Despite the rhetoric, the two sides can still negotiate as their legal options unfold, and the fight doesn't seem big enough for either owners or players to risk losing regular-season games, three sports business experts said in recent weeks. But they also forecast a long court fight before the league and players face the kind of deadline pressure that can prompt a deal.
"The next deadline, and I don't know that it's written in stone, would be reaching an agreement before any regular-season games are impacted," said Gabe Feldman, director of the Tulane sports law program.
Scott Rosner, a sports business professor at the Wharton School of the University of Pennsylvania, said a deal seems most likely in July or August, "enough time to save the season."
That's when the most financial pressure mounts. Owners don't expect to begin losing consequential sums of money until late summer and players face their largest losses if they begin missing game checks in September.
Rosner, Feldman, and Michigan sports business professor Rodney Fort all said the NFL is so healthy that it doesn't make sense for either side to fight so long that regular-season games are lost and severe damage is risked.
"Ultimately in the sports industry, certainly, and a lot of others as well, you do not have a work stoppage unless one of the parties is seeking a sea change," Rosner said.
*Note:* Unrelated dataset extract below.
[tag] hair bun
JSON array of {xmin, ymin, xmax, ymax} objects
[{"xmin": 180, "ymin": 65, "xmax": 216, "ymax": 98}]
The NFL spat "seems only about fighting over who gets what out of the pie," Fort said. "Fundamental issues are not there."
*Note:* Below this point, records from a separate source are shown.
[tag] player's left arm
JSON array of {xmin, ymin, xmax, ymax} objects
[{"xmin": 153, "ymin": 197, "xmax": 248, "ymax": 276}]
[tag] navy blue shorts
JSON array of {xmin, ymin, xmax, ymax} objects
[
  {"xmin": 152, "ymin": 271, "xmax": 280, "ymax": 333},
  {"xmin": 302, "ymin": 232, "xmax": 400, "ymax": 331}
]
Even on the revenue divide, the biggest issue of them all, the sides did not seem that far apart Friday. The owners' last offer asked players to give up $320 million a year; the players said they offered $550 million over four years - about $137.5 million per year.
The academic experts were interviewed for this story in the days before the original March 3 collective bargaining agreement deadline. While extensions delayed the union decertification and league lockout, the legal steps played out as forecast. What comes next is hazy.
The lockout halts league business and player movement, except for April's draft. Both sides will now try to score court wins that could build leverage.
If a lockout is blocked, owners could be forced to impose new work rules, and the players would challenge the rules with an antitrust suit, threatening treble damages, but NFL business and games would proceed as the court fight played out.
The league, however, will challenge the union decertification in an attempt to make the lockout stick and protect itself from antitrust claims. If the league wins, or an injunction is overturned on appeal, business could stop until a deal is reached.
Players have long accused the owners of seeking a lockout, but the NFL said its hand was forced.
"The union's abandonment of bargaining has forced the clubs to take action they very much wanted to avoid," the league said in its statement. "The league has informed the union that it is taking the difficult but necessary step of exercising its right under federal labor law to impose a lockout of the union."
The statement added, "The clubs believe that this step is the most effective way to accelerate efforts to reach a new agreement without disruption to the 2011 season."